La dimensione “gloriosa” della scienza è tuttavia solo il portato di una preliminare ermeneutica dell’essere. Alla base della volontà di potenza di cui l’Apparato si farebbe latore c’è un’ulteriore e più essenziale volontà, vale a dire una volontà interpretante, «ossia la volontà che decide che una certa configurazione del mondo sia la potenza, il dominio, il successo della scienza e delle altre forze che si contendono il mondo. La scienza – precisa Severino –  vuole il dominio , non solo nel senso più familiare che il dominio è lo scopo che la scienza vuole realizzare, ma anche in un senso estremamente più radicale e più nascosto: nel senso appunto che è la stessa volontà di potenza a volere che il dato al quale conduce l’agire scientifico sia la realizzazione degli scopi che tale agire si propone» (p. 78). Per dirla in altri termini, la scienza non solo aspirerebbe al dominio dell’ente ma deciderebbe al contempo in cosa effettivamente tale dominio consista. Per questo il tempo che viviamo è «il tempo che ha fede nella potenza della scienza», perché è il tempo animato da un’etica strutturata dalla scienza, un’etica cioè voluta dalla scienza (i più si illudono invece di pensare l’etica della scienza come se il genitivo in questione potesse essere inteso in senso soggettivo), un’etica cioè al cui fondamento non c’è nient’altro che la volontà di dare al mondo il senso voluto dall’Apparato.

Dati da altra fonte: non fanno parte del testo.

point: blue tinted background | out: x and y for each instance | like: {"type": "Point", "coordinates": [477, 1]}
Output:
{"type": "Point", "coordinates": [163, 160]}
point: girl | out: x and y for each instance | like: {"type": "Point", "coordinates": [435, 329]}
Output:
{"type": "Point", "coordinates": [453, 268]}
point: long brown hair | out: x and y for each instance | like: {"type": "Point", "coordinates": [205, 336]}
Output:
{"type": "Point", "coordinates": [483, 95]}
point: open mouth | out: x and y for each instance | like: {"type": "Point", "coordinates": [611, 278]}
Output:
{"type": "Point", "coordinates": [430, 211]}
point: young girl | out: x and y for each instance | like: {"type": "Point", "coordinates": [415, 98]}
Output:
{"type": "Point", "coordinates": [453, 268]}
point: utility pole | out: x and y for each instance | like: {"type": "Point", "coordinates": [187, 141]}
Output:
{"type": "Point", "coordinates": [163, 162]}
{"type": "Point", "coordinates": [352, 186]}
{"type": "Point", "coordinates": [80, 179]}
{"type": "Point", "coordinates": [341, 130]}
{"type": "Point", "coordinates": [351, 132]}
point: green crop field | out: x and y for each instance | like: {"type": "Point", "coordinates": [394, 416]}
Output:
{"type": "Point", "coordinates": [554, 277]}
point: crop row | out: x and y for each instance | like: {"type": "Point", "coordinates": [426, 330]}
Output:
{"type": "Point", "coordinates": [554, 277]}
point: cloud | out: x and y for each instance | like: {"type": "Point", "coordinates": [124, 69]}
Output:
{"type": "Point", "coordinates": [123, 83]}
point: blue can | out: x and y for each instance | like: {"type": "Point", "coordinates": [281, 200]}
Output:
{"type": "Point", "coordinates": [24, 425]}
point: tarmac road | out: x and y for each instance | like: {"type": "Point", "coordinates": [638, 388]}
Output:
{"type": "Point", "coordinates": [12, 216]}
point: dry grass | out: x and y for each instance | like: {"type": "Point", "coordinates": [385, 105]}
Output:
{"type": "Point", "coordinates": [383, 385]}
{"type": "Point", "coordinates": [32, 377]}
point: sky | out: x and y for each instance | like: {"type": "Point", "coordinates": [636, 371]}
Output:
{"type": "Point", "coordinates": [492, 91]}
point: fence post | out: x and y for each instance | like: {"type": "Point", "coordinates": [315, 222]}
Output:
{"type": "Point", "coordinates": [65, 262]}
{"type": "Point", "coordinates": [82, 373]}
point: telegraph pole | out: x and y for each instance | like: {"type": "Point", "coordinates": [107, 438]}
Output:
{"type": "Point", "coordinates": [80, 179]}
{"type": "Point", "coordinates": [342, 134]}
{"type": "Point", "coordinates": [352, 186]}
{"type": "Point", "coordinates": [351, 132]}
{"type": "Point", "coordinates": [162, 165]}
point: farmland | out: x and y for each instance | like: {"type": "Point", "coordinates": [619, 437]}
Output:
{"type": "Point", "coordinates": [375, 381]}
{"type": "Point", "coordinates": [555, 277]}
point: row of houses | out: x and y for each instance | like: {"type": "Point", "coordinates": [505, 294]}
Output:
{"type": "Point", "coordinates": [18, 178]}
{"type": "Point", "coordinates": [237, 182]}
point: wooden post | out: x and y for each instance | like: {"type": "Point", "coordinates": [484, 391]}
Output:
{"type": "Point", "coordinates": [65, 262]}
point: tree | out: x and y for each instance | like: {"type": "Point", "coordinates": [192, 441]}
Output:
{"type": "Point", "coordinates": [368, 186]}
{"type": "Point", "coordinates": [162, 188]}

La riflessione di Severino tocca a questo punto quello che è forse il nucleo centrale non solo del testo ma della sua intera impresa filosofica, vale a dire la questione dell’essere e del divenire, degli enti e del niente. «La riflessione greca sul senso dell’essere e del niente, cioè l’ontologia, è lo spessore che dà significato al linguaggio e alla pratica della scienza» (p. 84). Come è noto, secondo il filosofo la riflessione greca sarebbe all’origine del Nichilismo, anzi, all’origine «dell’Occidente come storia del Nichilismo» (un intero saggio del volume, tra i più utili, è dedicato all’analisi di questa storia: pp. 167-185) ci sarebbe la fede (greca) nell’esistenza del divenire del mondo: «La volontà di potenza dell’Occidente, che culmina nella volontà di potenza dell’Apparato scientifico-tecnologico, raggiunge la radicalità estrema, perché è il senso greco del divenire a raggiungere la radicalità estrema» (ibid.).

A questo punto sembrerebbe non esserci davvero nulla di nuovo a segnare il nostro tempo, se non una forma più radicale di fede (nel divenire) rispetto alle civiltà che ci hanno preceduto. E invece non è così, perché a differenza dei sistemi etici tradizionali, in ogni modo impegnati a stabilire dei confini, anche se soltanto illusori, all’inesorabile divenire delle cose, l’etica del nostro tempo, l’etica della scienza è pura e semplice negazione di ogni immutabilità. La scienza è infatti la «volontà di accrescere indefinitamente la propria potenza, ossia la propria capacità di trasformare qualsiasi ordinamento del mondo» (p. 85). Questo progetto è il progetto cui tutti noi siamo legati dal doppio filo del platonismo e della conseguente credenza dell’oscillazione tra essere e niente. Un’etica che aspiri davvero a fare i conti con il cuore pulsante della civiltà tecnologica deve allora fare i conti con l’anima nichilistica che lo abita. Solo se si riesce a superare l’«alienazione estrema» per cui gli enti sarebbero niente, si può, secondo Severino, cominciare a pensare davvero un’etica della scienza in cui non sia l’etica ad “appartenere” alla scienza ma sia la scienza ad “appartenere” all’etica. Bisogna dunque uscire dalla «follia del nichilismo», andare al di là di questa fede e afferrare la «verità dell’eternità di ogni ente – di ogni cosa, gesto, istante, sfumatura, situazione. Al di fuori del nichilismo il sopraggiungere dell’ente è il comparire e lo sparire dell’eterno. […] Anche il più irrilevante e umbratile degli enti è eterno, come eterna è la stessa follia estrema del nichilismo. […] E tuttavia è possibile che l’Occidente tramonti ed entri nell’apparire un sentiero diverso da quello lungo il quale l’Occidente cammina» (p. 185).

Si condivida o meno, la lettura severiniana della tecnica apre lo sguardo sui presupposti di un’intera tradizione filosofica. Purtroppo risulta difficile non registrare come oggi ci sia chi traduce i fondamentali del pensiero severiniano in inutili quanto mediatici strali contro internet e le e-mail, rei di averci fatto perdere il tempo della riflessione e della scrittura; contro i bancomat e i distributori automatici, rei di averci fatto perdere il contatto umano (sia detto per inciso: forse fare la fila in banca aiuta la socializzazione?); e contro tutte le “diavolerie” tecnologiche. Insomma, è difficile far finta di non vedere che oggi purtroppo c’è chi su Severino ha edificato una tecnofobica retorica del “bel tempo che fu”.